Ingolstadt liegt in der Donauaue mit stark wechselnden quartären Sedimenten. Fluviatile Kiese, Sande und weiche Auelehme wechseln sich kleinräumig ab, zudem steht das Grundwasser oft oberflächennah an. Ohne punktgenaue Erkundung können Setzungsdifferenzen oder unerwartete Wasserzutritte die Standsicherheit gefährden. Die heterogenen Böden erfordern zwingend direkte Aufschlüsse, um die Tragfähigkeit für das jeweilige Bauwerk verlässlich beurteilen zu können.
Die zentrale Norm ist die DIN 4020, die den geotechnischen Untersuchungsumfang je nach Bauwerkskategorie festlegt. Ergänzend gilt die DIN EN 1997-2 (Eurocode 7) für die Planung und Auswertung von Feldversuchen. In Ingolstadt kommen wasserrechtliche Auflagen hinzu, da Eingriffe ins Grundwasser genehmigungspflichtig sind. Das abschließende Geotechnische Gutachten muss diesen Normen folgen und eine belastbare Gründungsempfehlung enthalten.
Eine einfache Sondierung wie der CPT-Versuch kann bei gering belasteten Bauwerken auf homogenen Kiesböden genügen, um die Lagerungsdichte zu bestimmen.
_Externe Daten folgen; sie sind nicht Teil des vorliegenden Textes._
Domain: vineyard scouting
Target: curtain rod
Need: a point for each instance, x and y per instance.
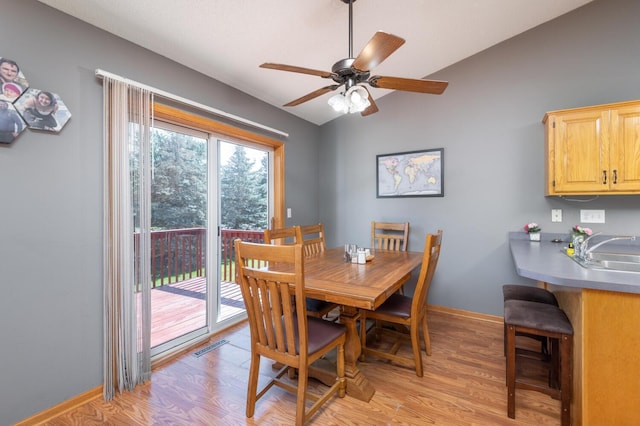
(102, 73)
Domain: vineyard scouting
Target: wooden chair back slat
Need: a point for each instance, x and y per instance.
(313, 239)
(390, 235)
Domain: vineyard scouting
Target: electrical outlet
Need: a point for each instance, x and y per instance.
(592, 216)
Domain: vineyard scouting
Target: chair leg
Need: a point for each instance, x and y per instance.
(415, 346)
(363, 334)
(341, 370)
(252, 389)
(427, 338)
(303, 375)
(511, 371)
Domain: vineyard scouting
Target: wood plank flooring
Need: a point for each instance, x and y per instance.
(464, 384)
(180, 308)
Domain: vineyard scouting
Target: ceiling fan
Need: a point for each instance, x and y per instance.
(351, 72)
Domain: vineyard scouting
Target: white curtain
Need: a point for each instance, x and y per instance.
(128, 116)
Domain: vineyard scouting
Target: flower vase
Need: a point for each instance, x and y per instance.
(577, 239)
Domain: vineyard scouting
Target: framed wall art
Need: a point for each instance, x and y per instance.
(410, 174)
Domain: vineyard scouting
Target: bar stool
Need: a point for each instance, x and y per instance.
(550, 322)
(531, 294)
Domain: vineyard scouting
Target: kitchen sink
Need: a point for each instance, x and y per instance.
(612, 261)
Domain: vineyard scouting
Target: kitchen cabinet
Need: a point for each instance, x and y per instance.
(593, 150)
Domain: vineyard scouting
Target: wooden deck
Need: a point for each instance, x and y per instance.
(179, 308)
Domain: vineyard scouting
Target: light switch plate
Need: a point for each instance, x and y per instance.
(592, 216)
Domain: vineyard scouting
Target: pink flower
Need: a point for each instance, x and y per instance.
(531, 227)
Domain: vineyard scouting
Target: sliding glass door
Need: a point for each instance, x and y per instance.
(205, 193)
(179, 233)
(245, 194)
Sobald jedoch weiche Schichten, organische Böden oder Auffüllungen zu erwarten sind, werden Bohrungen mit Probengewinnung notwendig. Nur so lassen sich Bodenklassifikation, Konsistenz und Scherfestigkeit im Labor zuverlässig ermitteln und die Gründung sicher dimensionieren.
Ohne ausreichende Erkundung drohen massive Bauschäden wie unkontrollierte Setzungen, Grundbruch oder das Einstürzen der Baugrube. Wasserzutritte können die Bauzeit sprengen und Kosten explodieren lassen. Zudem haftet der Bauherr für Schäden aus fehlerhafter Gründung. Ein Verzicht gefährdet die Standsicherheit und kann im Schadensfall zu einem vollständigen wirtschaftlichen Verlust des Projekts führen.